At the Medical Group, the functions are distinct but the mission is the same-generating personnel through the deployment process. Maj. Dave Archambault, the senior health administrator, explained some of the elements of the process, "The preparation started a few months ago. We had to pull everyone's medical records that were processing and make sure they are medically qualified to deploy. The deployment line went fairly smooth," he said. "It is important to remember that if unit members experience a change in medical status, we need to know prior to the exercise," he advised.
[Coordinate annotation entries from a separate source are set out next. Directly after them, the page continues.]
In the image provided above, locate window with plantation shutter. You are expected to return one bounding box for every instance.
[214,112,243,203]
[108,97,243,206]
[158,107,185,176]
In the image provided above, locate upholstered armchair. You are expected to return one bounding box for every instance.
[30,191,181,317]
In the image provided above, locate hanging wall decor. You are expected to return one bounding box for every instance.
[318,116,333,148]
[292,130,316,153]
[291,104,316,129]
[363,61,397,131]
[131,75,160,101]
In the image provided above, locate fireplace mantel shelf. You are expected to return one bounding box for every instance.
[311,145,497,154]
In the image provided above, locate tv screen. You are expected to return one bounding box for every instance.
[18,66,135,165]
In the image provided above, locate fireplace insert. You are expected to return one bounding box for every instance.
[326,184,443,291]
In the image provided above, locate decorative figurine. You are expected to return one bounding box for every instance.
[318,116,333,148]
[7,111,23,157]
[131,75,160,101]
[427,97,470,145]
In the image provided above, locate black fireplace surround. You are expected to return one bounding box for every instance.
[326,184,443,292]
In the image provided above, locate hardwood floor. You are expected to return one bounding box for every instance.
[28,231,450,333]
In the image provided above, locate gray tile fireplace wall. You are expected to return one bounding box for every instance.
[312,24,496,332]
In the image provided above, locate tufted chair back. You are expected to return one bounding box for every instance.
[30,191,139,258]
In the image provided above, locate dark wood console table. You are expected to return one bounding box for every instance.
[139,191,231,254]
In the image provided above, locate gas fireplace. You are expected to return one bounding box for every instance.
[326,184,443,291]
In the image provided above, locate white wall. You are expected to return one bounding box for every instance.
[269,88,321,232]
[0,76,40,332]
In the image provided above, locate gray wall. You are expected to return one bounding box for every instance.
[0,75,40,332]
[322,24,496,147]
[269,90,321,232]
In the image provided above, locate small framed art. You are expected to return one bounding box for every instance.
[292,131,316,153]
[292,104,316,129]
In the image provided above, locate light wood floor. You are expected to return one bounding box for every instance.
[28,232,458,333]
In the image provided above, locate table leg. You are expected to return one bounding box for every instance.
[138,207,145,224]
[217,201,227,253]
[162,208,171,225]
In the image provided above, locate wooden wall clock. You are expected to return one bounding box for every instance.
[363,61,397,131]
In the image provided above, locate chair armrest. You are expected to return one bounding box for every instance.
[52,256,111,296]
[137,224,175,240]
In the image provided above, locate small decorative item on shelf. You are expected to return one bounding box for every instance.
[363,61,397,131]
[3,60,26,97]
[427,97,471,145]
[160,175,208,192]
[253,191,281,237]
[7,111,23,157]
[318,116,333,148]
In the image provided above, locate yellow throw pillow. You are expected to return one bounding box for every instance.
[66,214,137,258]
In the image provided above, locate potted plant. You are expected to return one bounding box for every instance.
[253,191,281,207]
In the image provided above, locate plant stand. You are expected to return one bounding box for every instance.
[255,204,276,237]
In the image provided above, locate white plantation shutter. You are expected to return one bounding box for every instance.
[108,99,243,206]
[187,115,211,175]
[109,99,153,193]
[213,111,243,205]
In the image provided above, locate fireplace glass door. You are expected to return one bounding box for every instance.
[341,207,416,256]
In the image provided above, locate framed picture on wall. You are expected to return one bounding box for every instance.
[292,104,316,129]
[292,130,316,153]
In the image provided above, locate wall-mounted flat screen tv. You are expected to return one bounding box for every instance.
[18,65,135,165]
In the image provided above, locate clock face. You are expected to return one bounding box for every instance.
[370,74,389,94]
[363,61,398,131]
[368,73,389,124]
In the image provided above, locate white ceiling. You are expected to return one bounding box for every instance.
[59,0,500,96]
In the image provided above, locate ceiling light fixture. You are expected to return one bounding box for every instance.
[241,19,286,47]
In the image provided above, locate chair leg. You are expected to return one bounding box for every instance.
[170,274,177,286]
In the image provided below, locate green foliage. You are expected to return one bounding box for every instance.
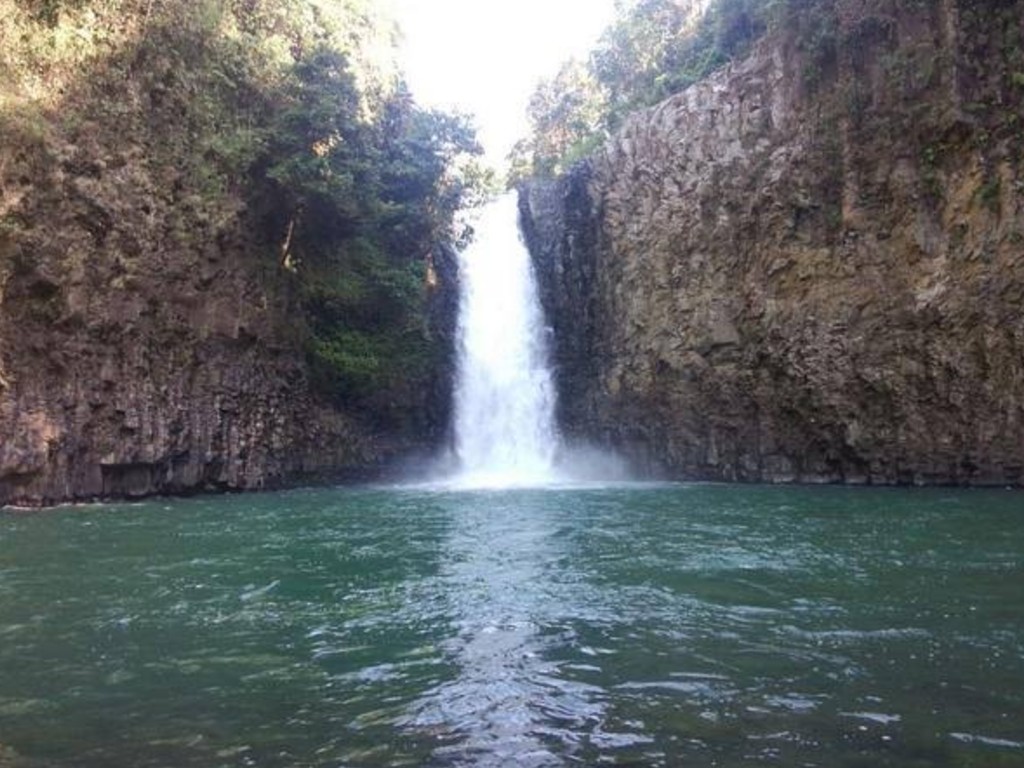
[0,0,492,421]
[512,0,778,176]
[511,0,836,178]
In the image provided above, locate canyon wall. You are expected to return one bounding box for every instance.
[520,0,1024,485]
[0,7,458,506]
[0,125,455,505]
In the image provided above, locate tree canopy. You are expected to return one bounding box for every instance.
[512,0,790,176]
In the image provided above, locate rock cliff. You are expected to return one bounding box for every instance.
[0,128,454,504]
[520,0,1024,485]
[0,2,457,506]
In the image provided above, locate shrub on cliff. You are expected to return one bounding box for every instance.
[0,0,484,423]
[512,0,811,176]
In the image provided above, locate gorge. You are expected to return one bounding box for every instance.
[520,0,1024,485]
[0,0,1024,505]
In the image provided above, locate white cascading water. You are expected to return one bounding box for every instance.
[455,195,558,486]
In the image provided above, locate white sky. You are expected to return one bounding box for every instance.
[391,0,613,164]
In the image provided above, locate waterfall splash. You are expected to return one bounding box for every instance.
[455,195,558,487]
Maj. Gary Archambault, the public health officer, deployed in one of the chalks and echoed his brother's sentiment. "You might go to your doctor for medicine and it may not classify you as non deployable. If there is no replacement and they shortfall the position--then it affects the bigger mission," he said. "If you are having your blood drawn or get a shot, try to get it done prior to the exercise. Over 200 shots were administered in the line and it is not the ideal place for it," he cautioned. "We need to ensure that the computer records match the hard copies."

Sharpshooter (10-02) was designed to evaluate the way our members were able to prepare unit personnel to travel overseas in support of a federal activation. The simulated deployment, designed to identify shortfalls and inconsistencies, was considered a success.

"Overall, this exercise was a huge success. Although the inspectors found many areas needing improvement, I'm confident we'll get squared away in time for next summer's Phase I inspection," Col EJ Gunning, 104th Mission Support Group Commander, said after Sunday's exercise out brief. "Sometimes it can be a little tough to hear you're not doing things correctly, but, it's this constructive criticism that provides the roadmap for us to reach our goal - an OUTSTANDING grade for the Operational Readiness Inspection."